VMware Cloud Community
XavierE
Enthusiast
Enthusiast

HA not working as expected

  • vSphere 4.0 U1 (2 ESX running with 4.0 U1 and vCenter 4.0 U1)

  • HA is configured with the default settings with 2 ESX server nodes (the only non-default settings are das.failuredectioninterval=5, das-failuredetectiontime=60000).

  • There's only 1 Service Console on each ESX (lets call them ESX1 and ESX2)

  • No firewalls in between.

  • Service consoles are in the same subnet and the default gateway (default Isolation address) as well.

HA had worked fine but the other day we had network issues which caused ESX1 to lose network connection, HA did not work correctly and All VMs on both ESX servers were shutdown. I brought everything back and from the events I noticed this error : All hosts in the HA cluster CLUSTER in DATA_CENTER were isolated from the network. Check the network configuration for proper network redundancy in the management network.
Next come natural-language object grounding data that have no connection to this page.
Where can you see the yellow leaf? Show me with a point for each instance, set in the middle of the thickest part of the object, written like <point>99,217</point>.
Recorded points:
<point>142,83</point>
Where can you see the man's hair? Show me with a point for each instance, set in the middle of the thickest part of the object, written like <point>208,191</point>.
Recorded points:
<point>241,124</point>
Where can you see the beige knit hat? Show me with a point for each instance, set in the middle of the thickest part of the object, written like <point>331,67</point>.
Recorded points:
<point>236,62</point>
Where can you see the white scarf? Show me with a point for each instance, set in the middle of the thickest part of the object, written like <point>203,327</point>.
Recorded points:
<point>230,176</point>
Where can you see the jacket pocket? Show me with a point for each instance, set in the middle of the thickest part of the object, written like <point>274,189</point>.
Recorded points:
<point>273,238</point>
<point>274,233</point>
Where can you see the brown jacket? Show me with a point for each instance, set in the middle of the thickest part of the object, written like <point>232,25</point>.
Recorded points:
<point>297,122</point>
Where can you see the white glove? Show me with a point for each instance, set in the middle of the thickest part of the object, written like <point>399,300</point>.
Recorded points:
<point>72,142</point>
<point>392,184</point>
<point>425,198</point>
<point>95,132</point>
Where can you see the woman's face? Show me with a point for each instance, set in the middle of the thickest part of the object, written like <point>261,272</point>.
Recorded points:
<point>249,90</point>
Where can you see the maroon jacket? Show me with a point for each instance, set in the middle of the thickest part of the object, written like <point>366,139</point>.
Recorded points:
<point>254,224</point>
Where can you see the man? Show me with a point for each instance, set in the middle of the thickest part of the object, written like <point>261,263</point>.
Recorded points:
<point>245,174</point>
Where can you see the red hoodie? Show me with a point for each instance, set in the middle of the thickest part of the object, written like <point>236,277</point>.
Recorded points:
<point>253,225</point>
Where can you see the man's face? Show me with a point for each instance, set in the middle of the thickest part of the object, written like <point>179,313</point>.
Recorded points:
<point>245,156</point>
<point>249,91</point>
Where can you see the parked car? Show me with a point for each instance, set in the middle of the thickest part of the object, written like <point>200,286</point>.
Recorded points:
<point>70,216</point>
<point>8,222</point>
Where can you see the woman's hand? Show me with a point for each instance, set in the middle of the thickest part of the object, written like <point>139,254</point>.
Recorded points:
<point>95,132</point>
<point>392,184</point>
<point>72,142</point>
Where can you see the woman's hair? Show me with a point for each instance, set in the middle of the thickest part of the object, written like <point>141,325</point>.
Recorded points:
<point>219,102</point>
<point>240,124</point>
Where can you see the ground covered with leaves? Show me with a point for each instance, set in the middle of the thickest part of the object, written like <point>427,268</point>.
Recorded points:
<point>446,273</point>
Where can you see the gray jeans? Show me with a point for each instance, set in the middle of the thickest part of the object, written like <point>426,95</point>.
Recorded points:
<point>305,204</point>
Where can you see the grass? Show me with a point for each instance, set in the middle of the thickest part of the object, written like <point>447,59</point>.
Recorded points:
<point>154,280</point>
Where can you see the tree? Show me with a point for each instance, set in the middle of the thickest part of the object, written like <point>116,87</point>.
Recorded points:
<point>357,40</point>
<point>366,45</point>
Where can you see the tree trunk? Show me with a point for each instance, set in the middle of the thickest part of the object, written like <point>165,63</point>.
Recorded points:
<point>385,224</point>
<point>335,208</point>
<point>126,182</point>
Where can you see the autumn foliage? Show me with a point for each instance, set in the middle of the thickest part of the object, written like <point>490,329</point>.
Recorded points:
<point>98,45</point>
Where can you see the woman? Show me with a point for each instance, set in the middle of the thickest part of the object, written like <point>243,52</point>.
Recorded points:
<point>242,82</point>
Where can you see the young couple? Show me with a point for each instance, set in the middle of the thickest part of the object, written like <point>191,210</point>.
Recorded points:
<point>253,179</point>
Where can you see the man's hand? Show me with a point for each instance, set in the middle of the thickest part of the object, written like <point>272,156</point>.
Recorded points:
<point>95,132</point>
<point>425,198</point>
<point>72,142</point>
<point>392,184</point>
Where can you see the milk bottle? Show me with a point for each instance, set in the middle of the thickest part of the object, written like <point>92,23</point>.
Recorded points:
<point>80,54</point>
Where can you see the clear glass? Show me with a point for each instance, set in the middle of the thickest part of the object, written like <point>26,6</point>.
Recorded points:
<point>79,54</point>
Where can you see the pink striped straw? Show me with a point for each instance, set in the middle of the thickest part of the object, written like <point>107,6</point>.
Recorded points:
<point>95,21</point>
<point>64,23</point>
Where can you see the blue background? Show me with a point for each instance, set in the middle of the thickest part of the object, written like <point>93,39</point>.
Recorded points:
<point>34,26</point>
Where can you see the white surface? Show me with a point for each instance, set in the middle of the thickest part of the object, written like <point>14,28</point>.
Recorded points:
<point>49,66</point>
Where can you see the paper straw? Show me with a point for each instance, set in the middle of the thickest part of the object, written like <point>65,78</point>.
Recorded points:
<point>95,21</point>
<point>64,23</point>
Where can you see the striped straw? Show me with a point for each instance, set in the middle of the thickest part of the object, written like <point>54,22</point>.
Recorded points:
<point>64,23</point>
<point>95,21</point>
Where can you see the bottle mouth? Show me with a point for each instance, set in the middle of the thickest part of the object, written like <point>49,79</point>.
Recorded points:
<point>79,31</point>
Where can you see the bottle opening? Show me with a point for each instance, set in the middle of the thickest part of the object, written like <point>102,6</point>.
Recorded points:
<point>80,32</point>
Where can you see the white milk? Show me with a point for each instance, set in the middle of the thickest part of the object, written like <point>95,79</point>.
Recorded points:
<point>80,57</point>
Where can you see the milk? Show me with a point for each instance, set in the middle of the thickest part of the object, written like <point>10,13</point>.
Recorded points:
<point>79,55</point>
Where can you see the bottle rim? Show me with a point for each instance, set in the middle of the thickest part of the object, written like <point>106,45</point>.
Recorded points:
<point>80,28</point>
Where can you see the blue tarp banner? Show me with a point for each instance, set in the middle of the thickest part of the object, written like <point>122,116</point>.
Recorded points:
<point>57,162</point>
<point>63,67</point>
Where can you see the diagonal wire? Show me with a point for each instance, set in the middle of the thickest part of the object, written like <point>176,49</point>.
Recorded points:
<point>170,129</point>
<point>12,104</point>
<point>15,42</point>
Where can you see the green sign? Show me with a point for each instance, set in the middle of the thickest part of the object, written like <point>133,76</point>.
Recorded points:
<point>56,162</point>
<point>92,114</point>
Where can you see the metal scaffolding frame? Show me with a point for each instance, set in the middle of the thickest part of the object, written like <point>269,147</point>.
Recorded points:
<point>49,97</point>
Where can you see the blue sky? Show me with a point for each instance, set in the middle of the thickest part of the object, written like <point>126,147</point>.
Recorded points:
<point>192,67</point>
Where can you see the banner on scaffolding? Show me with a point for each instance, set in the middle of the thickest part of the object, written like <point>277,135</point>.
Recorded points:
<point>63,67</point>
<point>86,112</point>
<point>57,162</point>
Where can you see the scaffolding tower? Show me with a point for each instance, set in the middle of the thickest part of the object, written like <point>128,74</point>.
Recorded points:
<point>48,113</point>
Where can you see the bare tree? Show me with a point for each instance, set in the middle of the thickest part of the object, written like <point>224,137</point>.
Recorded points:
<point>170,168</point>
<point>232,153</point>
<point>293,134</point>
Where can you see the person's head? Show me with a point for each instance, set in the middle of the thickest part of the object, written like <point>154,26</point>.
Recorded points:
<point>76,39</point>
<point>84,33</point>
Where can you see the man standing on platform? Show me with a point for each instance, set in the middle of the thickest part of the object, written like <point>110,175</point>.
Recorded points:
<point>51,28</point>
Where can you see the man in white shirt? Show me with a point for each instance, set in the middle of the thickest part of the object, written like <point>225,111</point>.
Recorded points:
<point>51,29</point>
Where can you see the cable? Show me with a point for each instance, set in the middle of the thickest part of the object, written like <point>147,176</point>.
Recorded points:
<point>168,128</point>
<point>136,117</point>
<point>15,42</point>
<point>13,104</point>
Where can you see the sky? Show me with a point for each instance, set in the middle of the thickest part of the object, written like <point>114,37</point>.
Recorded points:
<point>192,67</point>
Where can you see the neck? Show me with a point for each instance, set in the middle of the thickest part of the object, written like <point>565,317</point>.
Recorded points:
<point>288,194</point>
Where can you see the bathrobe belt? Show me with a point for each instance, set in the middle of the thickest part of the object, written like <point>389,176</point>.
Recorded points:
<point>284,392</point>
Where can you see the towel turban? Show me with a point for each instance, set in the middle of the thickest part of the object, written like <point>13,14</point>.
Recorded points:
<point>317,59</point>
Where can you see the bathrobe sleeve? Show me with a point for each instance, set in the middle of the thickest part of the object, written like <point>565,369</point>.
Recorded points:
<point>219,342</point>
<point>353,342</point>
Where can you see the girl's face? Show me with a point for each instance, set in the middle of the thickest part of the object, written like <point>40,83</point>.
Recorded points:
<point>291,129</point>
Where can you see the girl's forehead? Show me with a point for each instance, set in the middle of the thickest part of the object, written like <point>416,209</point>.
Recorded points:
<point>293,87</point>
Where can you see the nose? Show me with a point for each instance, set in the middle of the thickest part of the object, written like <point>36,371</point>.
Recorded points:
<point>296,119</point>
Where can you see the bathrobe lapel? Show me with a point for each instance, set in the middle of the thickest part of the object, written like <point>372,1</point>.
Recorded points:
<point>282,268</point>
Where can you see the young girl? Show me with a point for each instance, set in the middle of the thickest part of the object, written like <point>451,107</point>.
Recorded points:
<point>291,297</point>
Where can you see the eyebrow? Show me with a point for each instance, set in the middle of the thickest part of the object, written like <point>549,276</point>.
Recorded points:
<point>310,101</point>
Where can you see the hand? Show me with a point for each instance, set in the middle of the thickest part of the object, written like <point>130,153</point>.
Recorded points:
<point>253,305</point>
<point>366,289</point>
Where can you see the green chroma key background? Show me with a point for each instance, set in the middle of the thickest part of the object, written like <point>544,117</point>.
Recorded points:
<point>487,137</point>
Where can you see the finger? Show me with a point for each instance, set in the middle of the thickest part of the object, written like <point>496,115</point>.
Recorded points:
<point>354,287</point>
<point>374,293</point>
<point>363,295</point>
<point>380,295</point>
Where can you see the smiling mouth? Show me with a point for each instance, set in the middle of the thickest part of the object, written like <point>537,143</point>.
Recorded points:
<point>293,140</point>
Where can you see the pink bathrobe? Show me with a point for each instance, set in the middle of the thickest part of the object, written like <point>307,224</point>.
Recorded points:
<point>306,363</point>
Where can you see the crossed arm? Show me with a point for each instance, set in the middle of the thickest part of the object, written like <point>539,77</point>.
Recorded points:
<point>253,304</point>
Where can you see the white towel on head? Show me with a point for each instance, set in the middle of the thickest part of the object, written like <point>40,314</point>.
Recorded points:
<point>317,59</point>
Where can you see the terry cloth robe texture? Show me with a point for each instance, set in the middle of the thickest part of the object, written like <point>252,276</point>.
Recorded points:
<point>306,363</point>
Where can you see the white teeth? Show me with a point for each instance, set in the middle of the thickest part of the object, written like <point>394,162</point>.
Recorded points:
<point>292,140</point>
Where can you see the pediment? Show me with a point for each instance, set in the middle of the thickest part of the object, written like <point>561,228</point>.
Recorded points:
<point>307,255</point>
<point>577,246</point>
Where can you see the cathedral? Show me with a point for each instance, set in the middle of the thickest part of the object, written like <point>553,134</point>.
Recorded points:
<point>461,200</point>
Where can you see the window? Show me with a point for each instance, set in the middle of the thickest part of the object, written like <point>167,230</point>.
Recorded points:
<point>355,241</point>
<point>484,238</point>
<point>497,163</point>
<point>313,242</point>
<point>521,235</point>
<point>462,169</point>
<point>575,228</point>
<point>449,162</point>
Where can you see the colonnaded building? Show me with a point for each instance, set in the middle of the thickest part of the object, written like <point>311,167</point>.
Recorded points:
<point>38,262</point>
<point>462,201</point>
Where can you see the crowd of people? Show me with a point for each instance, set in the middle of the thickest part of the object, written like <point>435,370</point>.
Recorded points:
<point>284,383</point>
Later I reproduced the error by manually unplugging the network cables from ESX1. Once again all VMs on both ESXs were shutdown. I SSH to ESX2 and I confirmed that it had network connectivity, I could ping the default gateway, the vCenter (by name and IP) just fine and other hosts on the network as well. From vCenter I could ping ESX2 too.

I don't know why vCenter is reporting that all hosts are isolated.

Suggestions? has anyone experienced the same?

Tags (2)
0 Kudos
1 Reply
XavierE
Enthusiast
Enthusiast

It's been awhile since I posted this.

I had this resolved by cleaning up agents on ESX hosts:

1. Disconnect ESX host from vCenter server.

2. Check to see if VMware Automatic Startup/Shutdown is enabled with grep enable /etc/vmware/hostd/vmAutoStart.xml. (Do not proceed if this VM autostart is enabled since you can restart VM's, you should disable this feature first)

3. Check what agents are installed and if /tmp/vmware-root command was present with: rpm -qa | egrep -i '(vpx|lgto|aam)'; ls /tmp/vmware-root

4. If folder /tmp/vmware-root is not present run command mkdir -p /tmp/vmware-root. This folder is used for the vCenter to push the rpms into.

5. Uninstall agents, pools.xml, license.conf on ESX host then restart mgmt-vmware with the command:

rpm -e `rpm -qa | egrep -ir '(a|vpxam)'` ;rm -rf /etc/vmware/hostd/pools.xml; rm -rf /etc/vmware/license.cfg; userdel vpxuser; service mgmt-vmware restart

6. Look for BEGIN SERVICES in hostd logs with command tail -f /var/log/vmware/hostd.log or command grep "BEGIN SERVICES" /var/log/vmware/hostd.log

7. When hosts logs show BEGIN SERVICES, connect ESX host back into vCenter server.

0 Kudos